La gifle la surprend. Elle reste sur ses jambes un peu par miracle, porte une main à son visage.
— Rentre à la maison, maintenant. Va te reposer, je te rejoins dans un petit moment…
Comme elle ne bouge pas, papa hausse le ton.
— Disparais !
Elle rase le mur et s’enfuit dans le couloir.
Patrick s’accroupit devant Raphaël, s’amuse à faire bouger la seringue dans son bras.
— Tu as eu chaud, on dirait !
Raphaël reprend doucement ses esprits.
— Tu sais ce qu’il y a dans cette seringue ? De quoi t’expédier direct en enfer… Ma petite Sandra l’utilise pour mettre à mort les chevaux.
— Vas-y, appuie ! défie Raphaël. Vas-y, expédie-moi en enfer ! Ça sera toujours mieux qu’ici.
— Me tente pas, champion…
Patrick pose un doigt sur l’extrémité du piston, tout en fixant le braqueur.
— Qu’est-ce que tu lui as dit pour la mettre dans un état pareil ?
— La vérité.
— Ça n’existe pas, la vérité. Le plus grand des mensonges… Il y a tant de vérités ! Chacun la sienne…

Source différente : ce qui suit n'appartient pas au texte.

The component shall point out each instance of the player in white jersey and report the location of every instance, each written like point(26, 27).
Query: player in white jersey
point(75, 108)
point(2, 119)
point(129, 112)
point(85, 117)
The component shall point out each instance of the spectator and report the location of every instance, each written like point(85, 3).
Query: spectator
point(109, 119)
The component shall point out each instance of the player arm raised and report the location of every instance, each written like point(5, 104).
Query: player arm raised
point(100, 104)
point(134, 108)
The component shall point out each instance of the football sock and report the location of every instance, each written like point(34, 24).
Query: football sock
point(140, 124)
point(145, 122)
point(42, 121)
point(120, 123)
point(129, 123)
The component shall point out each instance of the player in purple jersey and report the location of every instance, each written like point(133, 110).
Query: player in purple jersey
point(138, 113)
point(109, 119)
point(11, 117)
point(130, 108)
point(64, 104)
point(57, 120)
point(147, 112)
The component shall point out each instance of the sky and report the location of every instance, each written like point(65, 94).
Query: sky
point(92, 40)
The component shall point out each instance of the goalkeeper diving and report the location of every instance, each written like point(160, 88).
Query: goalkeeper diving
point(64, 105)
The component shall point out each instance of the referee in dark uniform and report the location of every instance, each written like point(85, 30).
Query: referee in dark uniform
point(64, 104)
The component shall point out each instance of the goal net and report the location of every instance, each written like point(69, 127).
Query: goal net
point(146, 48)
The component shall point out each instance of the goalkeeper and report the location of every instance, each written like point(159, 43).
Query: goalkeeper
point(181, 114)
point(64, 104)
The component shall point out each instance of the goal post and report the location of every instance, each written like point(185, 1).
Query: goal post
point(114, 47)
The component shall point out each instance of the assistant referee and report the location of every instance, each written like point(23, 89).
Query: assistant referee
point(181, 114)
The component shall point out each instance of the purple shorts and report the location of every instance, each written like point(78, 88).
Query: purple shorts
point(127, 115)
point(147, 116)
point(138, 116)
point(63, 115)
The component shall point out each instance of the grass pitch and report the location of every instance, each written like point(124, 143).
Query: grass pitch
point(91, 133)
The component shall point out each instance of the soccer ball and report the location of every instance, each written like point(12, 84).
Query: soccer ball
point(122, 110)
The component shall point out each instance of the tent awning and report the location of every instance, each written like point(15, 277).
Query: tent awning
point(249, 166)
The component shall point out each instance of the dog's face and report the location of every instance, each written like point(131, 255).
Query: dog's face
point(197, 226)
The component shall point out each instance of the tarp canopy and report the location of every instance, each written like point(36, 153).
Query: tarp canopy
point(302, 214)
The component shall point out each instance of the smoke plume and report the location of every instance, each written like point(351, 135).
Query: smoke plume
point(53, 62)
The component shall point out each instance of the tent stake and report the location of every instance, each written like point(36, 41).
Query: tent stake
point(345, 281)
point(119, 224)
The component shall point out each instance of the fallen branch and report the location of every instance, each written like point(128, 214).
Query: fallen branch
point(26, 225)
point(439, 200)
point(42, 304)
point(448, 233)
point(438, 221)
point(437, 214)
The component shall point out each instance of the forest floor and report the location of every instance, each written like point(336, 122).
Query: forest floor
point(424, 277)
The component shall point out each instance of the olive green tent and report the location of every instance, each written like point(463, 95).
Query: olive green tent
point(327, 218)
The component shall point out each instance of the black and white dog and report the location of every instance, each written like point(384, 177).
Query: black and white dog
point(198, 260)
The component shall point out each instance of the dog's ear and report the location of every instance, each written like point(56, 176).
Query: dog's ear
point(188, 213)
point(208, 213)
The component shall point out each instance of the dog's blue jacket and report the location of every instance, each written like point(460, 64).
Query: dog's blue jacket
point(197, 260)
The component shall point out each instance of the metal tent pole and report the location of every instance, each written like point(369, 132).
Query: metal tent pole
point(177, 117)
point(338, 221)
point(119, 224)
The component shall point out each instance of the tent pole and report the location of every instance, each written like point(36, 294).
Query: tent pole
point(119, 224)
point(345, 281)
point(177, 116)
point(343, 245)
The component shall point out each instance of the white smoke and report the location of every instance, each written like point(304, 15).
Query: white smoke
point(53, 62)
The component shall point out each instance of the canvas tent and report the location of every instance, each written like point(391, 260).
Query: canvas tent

— Faut croire que j’ai trouvé la sienne.
— Tu es horriblement présomptueux.
— Et toi, horriblement lâche. Une vraie merde. Violer une gamine, cogner sur ta femme … Ou plutôt sur ta fille, non ? J’en ai croisé des ordures, dans ma vie. Mais des comme toi… !
Papa a toujours le doigt sur le piston. William supplie son frère des yeux.
Arrête-toi avant qu’il ne soit trop tard.
Le sourire de papa persiste. Barrière infranchissable.
— Tu veux crever, c’est ça ?
— Ça ne me fait pas peur, prétend le braqueur. Mais tu ne me tueras pas. Tu viens de le dire : tu as besoin de moi.
— C’est vrai, admet Patrick. Par contre, je n’ai absolument plus besoin de ton frangin…
— À quoi pourrait bien me servir ton frère, maintenant ? interroge papa. J’ai la petite Jessica, à la place. Tu vendrais ta mère pour que je ne la touche pas… Sauf que c’est un peu tard : je l’ai déjà touchée.
Papa arrache la seringue du bras, Raphaël se retient de crier.
Son cœur se désaxe, s’emballe.
Patrick lui fait un clin d’œil avant de s’approcher de William qui se colle dos au mur.
— Le T61 est un mélange de trois molécules, explique papa d’un ton académique. Un narcotique qui inhibe le système nerveux central, un produit curariforme et un analgésique local. Normalement, ça marche très bien. Une mort très propre. Mais parfois… Parfois, les derniers instants ne sont pas aussi tranquilles que prévus.
William n’arrive déjà plus à respirer alors pourtant que l’aiguille n’est pas encore dans sa veine.